On the other hand, if you weren’t in science or engineering but in arts, the (your) path to progress was limited. You were left no choice but to compete in the entrance examinations of the State or the Central Governments, or teach at a college or a university. If you bagged a Central Government position, you became a ‘whiz kid’ in American parlance or ‘Avatar’ in Indian parlance. But, while a whiz kid like Bill Gates or Steve Jobs didn’t complete undergraduate education, but became known by their spectacular achievements, an Avatar was likely to command an enchanted audience for his or her lifetime. Folks back home are still talking about those ‘toppers’ thirty years ago as if they topped something monumental…
Anyway, things aren’t so easy now. This is the new age of ‘Creative Destruction’, which, according to economist Joseph Schumpeter, is the age when the decomposed remains of old and failing companies form the compost for the crop of start-ups. But, you would say, ‘what’s a start-up a company when I haven’t seen a real one yet? What’s compost anyway?’
That is far from the reality on the ground. Everybody wants to be somebody over so many bare and naked bodies, and in the process of trying to get there, we never get around to learning or knowing what compost is. The word is a ‘metaphor’ for all things we’re supposed to know. Who in his right mind would do that? Are not the ‘khetioks’ supposed to handle that kind of smelly stuff?

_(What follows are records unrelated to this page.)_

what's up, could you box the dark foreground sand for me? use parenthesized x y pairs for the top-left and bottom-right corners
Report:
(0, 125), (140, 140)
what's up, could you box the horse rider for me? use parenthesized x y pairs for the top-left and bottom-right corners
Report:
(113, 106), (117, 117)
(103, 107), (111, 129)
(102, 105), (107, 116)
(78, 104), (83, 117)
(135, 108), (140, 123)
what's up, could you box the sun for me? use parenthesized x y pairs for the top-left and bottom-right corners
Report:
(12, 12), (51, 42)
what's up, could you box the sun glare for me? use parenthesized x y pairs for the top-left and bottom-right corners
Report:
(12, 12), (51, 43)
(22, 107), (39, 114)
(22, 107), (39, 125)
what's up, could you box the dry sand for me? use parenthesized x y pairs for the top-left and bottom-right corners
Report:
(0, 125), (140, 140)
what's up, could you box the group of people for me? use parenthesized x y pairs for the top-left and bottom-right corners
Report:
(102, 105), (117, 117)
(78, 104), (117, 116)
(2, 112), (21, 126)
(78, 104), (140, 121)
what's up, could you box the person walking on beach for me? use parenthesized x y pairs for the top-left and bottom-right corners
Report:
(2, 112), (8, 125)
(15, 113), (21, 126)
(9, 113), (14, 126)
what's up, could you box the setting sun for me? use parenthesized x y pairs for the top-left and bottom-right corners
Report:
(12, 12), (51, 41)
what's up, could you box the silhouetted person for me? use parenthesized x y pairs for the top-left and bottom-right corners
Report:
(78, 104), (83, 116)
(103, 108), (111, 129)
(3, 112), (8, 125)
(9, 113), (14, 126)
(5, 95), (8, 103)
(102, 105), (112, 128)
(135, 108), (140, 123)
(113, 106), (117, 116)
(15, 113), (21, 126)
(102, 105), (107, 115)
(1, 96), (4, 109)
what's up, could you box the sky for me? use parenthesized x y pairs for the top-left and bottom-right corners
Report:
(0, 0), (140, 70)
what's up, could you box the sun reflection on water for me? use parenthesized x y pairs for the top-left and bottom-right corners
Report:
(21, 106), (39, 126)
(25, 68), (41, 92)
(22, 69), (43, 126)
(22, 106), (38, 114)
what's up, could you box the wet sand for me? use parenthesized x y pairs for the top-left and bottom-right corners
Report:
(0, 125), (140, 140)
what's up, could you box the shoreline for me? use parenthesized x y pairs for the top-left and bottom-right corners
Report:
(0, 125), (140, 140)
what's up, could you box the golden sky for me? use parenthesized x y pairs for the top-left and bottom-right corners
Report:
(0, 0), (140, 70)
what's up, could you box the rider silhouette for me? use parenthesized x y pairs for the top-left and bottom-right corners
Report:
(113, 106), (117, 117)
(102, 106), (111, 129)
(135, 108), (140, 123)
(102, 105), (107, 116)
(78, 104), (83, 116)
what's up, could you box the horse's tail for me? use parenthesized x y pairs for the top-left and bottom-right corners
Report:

The Vice-chancellor of a university in Assam- his head, presumably, in the rarefied air of the university - said to his friends and colleagues that they must speak in English otherwise, horror of all horror, they would be denied a chance of working for a MNC. I heard that from many others as well. Multi-national companies are in the business of earning money - lots of money. They don’t care if the money comes the ‘Chinese’ way, the ‘Vietnamese’ way, the ‘Hindi’ way, the ‘Assamese’ way, or any other language way. With hard-working and competent employees working for them, they (MNCs) will be happy to get a sizable ROI (Return On Investment). Are you ready to provide that? Do you have the smarts to do that or you’re simply smarting off your English?
Do you have imagination to explore new territories, and the curiosity to know what you don’t know? Are you hung up on the ‘language’ you know? Are you ready to try new ideas and new processes? Are you ready to take risks? Are the degrees you earned more important to you than what you are capable of doing with confidence? Do you come to an Indian Hindu ‘sraddha’ ceremony wearing a suit and a tie? Do you send a general letter of your father’s death, and in that letter you include your and all your siblings’ professional degrees? Get real. Then you need re-education for you and your next generation to survive in this evolving new and complex world of ours. Are our schools, colleges, and universities ready to take up the challenge? Can the State Government of Assam provide a clean administration? Can the top police administrators, instead of marveling at their omnipotence and glory and getting involved in corrupt practices, do what they are supposed to do - protect life and property of citizens to establish the rule of law? Can you assure us that what happened in Beltola a few months ao would never happen again - Never Again?. Therein lies the long answer.